ASM-Bench: Platform-Agnostic Benchmark for Agentic Solutions

Most benchmarks for coding agents don't fail because the agents are bad. They fail because the task — "fix this bug in this open-source repo" — only covers a thin slice of what people actually pay agents to do at work. The bigger, messier, less-photogenic slice is managing a closed-source SaaS platform: keeping its configuration sane, its integrations healthy, its governance intact, and its upgrades survivable. There is no repo to fork. There are no unit tests to run.
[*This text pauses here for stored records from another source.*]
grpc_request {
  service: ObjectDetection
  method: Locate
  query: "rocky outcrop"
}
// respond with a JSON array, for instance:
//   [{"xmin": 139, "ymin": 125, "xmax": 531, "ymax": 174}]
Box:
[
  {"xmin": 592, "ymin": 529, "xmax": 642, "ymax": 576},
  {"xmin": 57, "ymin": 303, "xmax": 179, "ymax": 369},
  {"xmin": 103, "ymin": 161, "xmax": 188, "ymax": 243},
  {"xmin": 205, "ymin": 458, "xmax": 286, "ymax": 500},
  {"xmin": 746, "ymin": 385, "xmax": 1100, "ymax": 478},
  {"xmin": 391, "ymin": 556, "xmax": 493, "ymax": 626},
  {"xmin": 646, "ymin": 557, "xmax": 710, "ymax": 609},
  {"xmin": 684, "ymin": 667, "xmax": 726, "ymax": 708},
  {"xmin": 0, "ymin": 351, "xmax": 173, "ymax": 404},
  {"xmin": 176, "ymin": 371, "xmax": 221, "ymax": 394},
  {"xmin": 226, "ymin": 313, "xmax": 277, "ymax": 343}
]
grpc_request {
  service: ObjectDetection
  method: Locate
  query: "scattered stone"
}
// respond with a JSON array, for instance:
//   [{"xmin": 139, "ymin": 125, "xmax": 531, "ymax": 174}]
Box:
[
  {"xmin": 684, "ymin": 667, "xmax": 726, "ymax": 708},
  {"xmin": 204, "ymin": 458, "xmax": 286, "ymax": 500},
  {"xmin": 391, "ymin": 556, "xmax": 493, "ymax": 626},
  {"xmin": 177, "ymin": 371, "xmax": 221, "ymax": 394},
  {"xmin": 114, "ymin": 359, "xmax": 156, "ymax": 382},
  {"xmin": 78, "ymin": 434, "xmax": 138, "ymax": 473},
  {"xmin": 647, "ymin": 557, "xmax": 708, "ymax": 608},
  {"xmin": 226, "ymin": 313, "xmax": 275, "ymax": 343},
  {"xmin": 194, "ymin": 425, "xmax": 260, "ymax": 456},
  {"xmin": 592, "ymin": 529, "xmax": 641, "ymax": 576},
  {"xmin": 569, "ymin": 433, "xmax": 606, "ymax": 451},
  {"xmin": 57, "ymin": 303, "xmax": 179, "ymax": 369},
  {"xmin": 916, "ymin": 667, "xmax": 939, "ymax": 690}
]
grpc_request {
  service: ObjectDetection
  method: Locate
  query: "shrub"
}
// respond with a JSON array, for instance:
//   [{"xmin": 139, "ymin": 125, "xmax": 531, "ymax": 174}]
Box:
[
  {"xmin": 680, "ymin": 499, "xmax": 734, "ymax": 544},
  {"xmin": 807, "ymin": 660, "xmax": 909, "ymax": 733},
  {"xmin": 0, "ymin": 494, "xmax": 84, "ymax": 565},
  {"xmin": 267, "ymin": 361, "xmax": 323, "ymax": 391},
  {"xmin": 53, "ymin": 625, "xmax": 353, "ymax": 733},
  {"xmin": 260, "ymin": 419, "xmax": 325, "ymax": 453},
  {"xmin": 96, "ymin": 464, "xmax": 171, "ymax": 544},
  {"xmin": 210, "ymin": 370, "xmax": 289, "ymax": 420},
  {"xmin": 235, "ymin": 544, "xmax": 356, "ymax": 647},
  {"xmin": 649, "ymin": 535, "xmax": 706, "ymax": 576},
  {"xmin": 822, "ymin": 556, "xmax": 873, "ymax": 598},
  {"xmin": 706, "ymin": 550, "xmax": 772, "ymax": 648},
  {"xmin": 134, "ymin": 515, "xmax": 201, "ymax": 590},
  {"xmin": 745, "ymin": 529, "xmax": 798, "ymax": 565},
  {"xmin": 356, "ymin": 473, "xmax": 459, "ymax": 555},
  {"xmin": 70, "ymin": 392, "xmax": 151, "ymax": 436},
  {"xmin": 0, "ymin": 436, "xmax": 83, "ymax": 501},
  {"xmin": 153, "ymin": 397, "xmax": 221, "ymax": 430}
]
And yet this is the work that platform owners, in-house admin teams, partners, and managed-service providers spend most of their week on.

We built asm-bench because we wanted to know — honestly, and without grading on a curve — how good current agents actually are at that work. And we wanted everyone else to be able to know it too.

Asm-bench is open source under Apache 2.0, lives on HuggingFace, and starts with ServiceNow. Datadog and more platforms are next.

Why the Existing Benchmarks Don't Cover This

If you've followed agent evaluation for the last couple of years, you've seen a healthy explosion of code-centric benchmarks — SWE-bench, FeatureBench, the various agentic-coding leaderboards. They've done real work, and the field is better for them.

But the moment an agent's job description shifts from "modify this source file" to "manage this platform," the assumptions break:‍

• ‍No source repo. You can't git clone ServiceNow. You evaluate against the platform's real semantics — encoded queries, ACLs, business rules, catalog workflows, ATF, upgrade-skip remediation, integration design — not against a test runner.‍
• State, not files. A good outcome is "the CMDB no longer has duplicate CIs and the relationships are still intact," not "the diff applies cleanly."‍
• Governance is the work. Change control, blast-radius limits, scope contracts, refusal-when-asked — these aren't side quests. A naive agent that just does whatever the user asks has already failed a significant fraction of the real workload.
• Closed-book operators. The people doing this job in production cannot share their tickets, their sys_ids, or their integration designs. Any benchmark built from scraped customer artifacts is either contaminated or leaked, or both.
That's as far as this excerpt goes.